"The Budget will be presented to Parliament first. There is no question of anyone other than MPs seeing it first."
Mark Hoban, Financial Secretary to the Treasury, attending the Ecofin meeting of Finance Ministers on 8th June - and as reported in Open Europe's press summary on 9th June. In contradiction of this statement by Hoban, European Voice reports the comments of one Commission official thus:
"The idea is that this information is received well in advance in order to have the peer review. This does not mean after, or simultaneously, but before it has been given to MPs."
The Press Association notes that the UK ’s 1972 European Communities Act states that any economic “stability and convergence” programmes cannot be submitted to the EU until they have been considered by Parliament; at the same time noting that the proposal could be introduced through qualified majority voting - something confirmed in this report from the Daily Telegraph.
So whose 'ruling' will prevail?
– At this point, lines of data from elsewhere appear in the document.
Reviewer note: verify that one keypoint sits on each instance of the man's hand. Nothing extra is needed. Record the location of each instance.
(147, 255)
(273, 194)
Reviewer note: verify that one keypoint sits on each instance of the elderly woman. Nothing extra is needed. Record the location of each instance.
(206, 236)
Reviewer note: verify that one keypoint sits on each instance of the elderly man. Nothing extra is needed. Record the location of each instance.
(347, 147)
Well, we know that EU rulings take precedent over those of national governments yet we have been assured by Cameron that Parliament is sovereign. "It is about an assurance that the final word on our laws is here in Britain." (Cameron: 4th November 2009). The CamerLegg post-election-manifesto (page19) promises that any further transfer of power or sovereignty will not take place during the course of this parliament and that the 1972 European Communities Act will be amended to ensure that any such transfer would trigger a referendum - although this amendment has yet to be enacted.
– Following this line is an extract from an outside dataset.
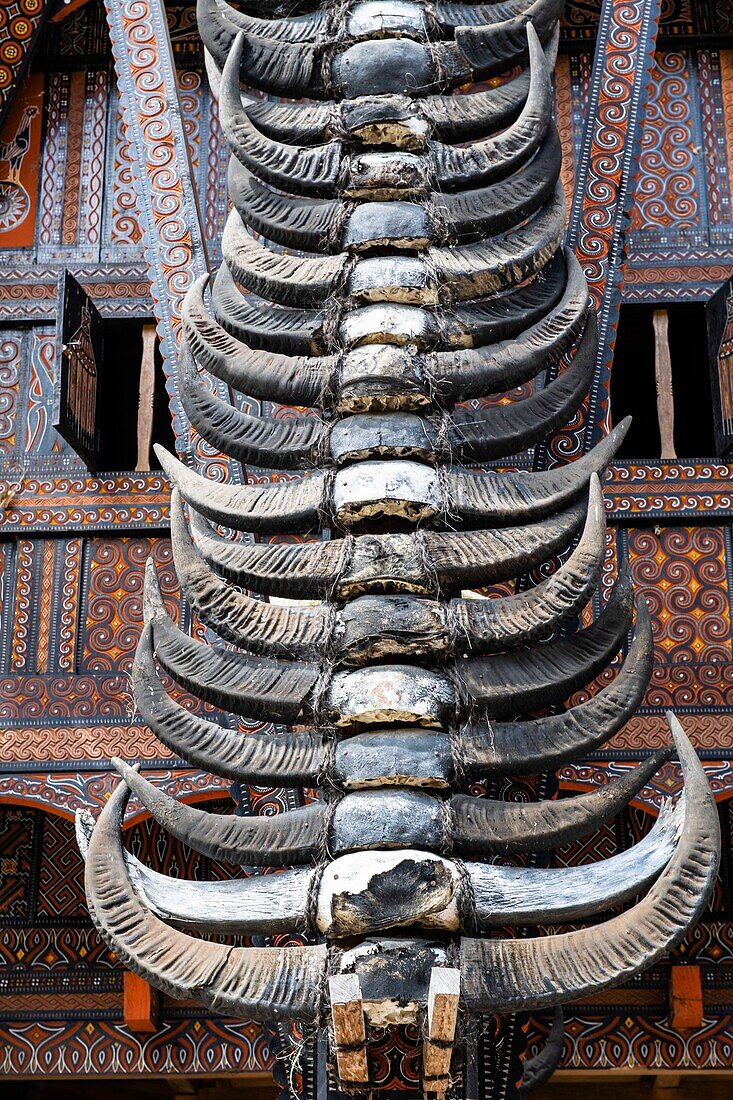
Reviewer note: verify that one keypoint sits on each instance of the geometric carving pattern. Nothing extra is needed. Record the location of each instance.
(681, 573)
(112, 598)
(17, 849)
It must surely be accepted that losing the right to have any national budget presented to its own parliament first is a loss of power - and if this latest measure from the EU is adopted by QMV, then Cameron is powerless to stop it. This then begs the immediate question of what will Cameron do? It would not surprise anyone were he to shrug his shoulders and plead that, as his amendment to the 1972 ECA had not been passed by the House of Commons, he was powerless. Of course that decision would then finally lay bare the lie of his belief that he governs our country.
3 comments:
I don't know the legalities, I'm guessing, but surely, despite common use of the name 'budget' to describe the chancellor's presentation and suggestions, it is not actually a real budget until parliament has approved and passed it? They could in theory vote it down. The EU logically can't see a budget before parliament do because it doesn't exist before being passed.
Or am I being too clever?
Woodsey has a good point but I suspect Brussels has thought of that and phrased their 'command' accordingly.
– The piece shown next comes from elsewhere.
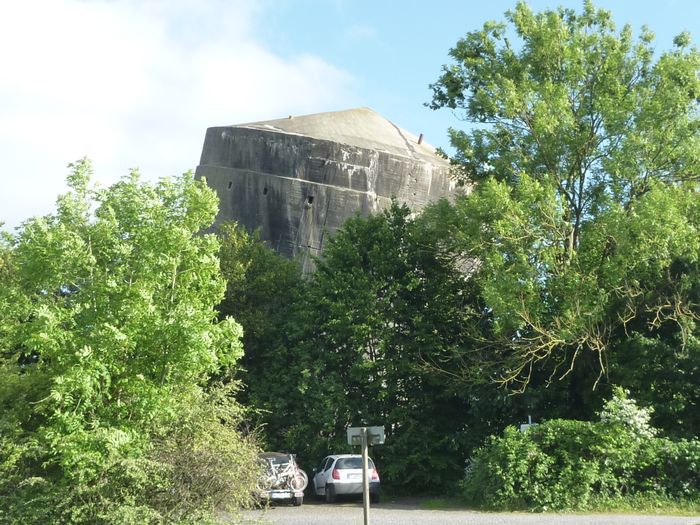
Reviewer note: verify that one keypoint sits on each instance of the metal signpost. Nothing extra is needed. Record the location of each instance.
(365, 436)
Will Cameron hold firm? I'm doubtful.
W42 - agreed in my opinion - but wherther it is a proposal (pre prlt approval)or an actual budget (post prlt approval) is beside the point - it is still a loss of national power. EU financial govt is coming, whether we the people like it or not. What will be intriguing is to see how the politicos argue they still govern.
SR - Cameron hold firm? With that yellow streak running down his back? Bit like Scottish independence - dream on!